National Institute for Occupational Safety and Health, Division of Surveillance, Hazard Evaluations, and Field Studies, Industrywide Studies Branch, 4676 Columbia Parkway, Cincinnati, OH 45226, USA.
J Safety Res. 2012 Dec;43(5-6):327-32. doi: 10.1016/j.jsr.2012.10.012. Epub 2012 Nov 1.
Tracking and trending rates of injuries and illnesses classified as musculoskeletal disorders caused by ergonomic risk factors such as overexertion and repetitive motion (MSDs) and slips, trips, or falls (STFs) in different industry sectors is of high interest to many researchers. Unfortunately, identifying the cause of injuries and illnesses in large datasets such as workers' compensation systems often requires reading and coding the free form accident text narrative for potentially millions of records.
To alleviate the need for manual coding, this paper describes and evaluates a computer auto-coding algorithm that demonstrated the ability to code millions of claims quickly and accurately by learning from a set of previously manually coded claims.
The auto-coding program was able to code claims as a musculoskeletal disorders, STF or other with approximately 90% accuracy.
The program developed and discussed in this paper provides an accurate and efficient method for identifying the causation of workers' compensation claims as a STF or MSD in a large database based on the unstructured text narrative and resulting injury diagnoses. The program coded thousands of claims in minutes. The method described in this paper can be used by researchers and practitioners to relieve the manual burden of reading and identifying the causation of claims as a STF or MSD. Furthermore, the method can be easily generalized to code/classify other unstructured text narratives.

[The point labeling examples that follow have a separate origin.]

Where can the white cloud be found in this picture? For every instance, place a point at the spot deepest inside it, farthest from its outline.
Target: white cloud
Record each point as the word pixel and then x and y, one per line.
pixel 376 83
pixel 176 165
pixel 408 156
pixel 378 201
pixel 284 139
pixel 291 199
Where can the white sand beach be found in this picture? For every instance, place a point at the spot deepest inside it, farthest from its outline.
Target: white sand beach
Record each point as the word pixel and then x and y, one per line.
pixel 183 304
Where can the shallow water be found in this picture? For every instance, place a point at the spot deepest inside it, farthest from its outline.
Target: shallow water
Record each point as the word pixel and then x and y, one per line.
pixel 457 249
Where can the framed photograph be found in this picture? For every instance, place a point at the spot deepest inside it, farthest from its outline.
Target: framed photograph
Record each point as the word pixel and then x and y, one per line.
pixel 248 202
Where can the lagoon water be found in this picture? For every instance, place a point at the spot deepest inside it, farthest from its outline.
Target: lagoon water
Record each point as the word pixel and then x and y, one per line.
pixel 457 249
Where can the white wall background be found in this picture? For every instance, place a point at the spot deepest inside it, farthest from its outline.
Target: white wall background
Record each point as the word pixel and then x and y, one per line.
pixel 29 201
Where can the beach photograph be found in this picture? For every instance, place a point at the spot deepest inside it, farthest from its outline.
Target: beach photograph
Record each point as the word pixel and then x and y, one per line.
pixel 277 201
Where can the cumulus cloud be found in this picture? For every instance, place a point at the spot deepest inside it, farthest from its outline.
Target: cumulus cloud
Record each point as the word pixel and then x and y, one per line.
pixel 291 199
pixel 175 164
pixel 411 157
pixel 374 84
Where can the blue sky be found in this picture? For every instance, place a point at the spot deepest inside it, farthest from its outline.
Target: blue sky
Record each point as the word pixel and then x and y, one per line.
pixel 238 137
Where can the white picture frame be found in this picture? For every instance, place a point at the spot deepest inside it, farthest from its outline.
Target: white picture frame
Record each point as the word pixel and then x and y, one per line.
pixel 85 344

对于许多研究人员来说,跟踪和趋势化因人体工程学风险因素(如过度用力和重复动作(MSD)以及滑倒、绊倒或跌倒(STF))引起的肌肉骨骼疾病(MSD)和疾病的发生率是非常重要的。不幸的是,在工人赔偿系统等大型数据集,确定伤害和疾病的原因通常需要阅读和对可能上百万条记录的事故文本描述进行编码。
为了减轻手动编码的需求,本文描述并评估了一种计算机自动编码算法,该算法通过从一组先前手动编码的索赔中学习,展示了快速准确地对数百万条索赔进行编码的能力。
自动编码程序能够以大约 90%的准确率对索赔进行肌肉骨骼疾病、STF 或其他分类。
本文中开发和讨论的程序为在大型数据库中基于非结构化文本描述和由此产生的伤害诊断,准确高效地识别工人赔偿索赔的因果关系提供了一种方法。该程序可以在几分钟内对数千个索赔进行编码。本文中描述的方法可以供研究人员和从业者使用,以减轻阅读和识别 STF 或 MSD 索赔因果关系的手动负担。此外,该方法可以轻松推广到对其他非结构化文本描述进行编码/分类。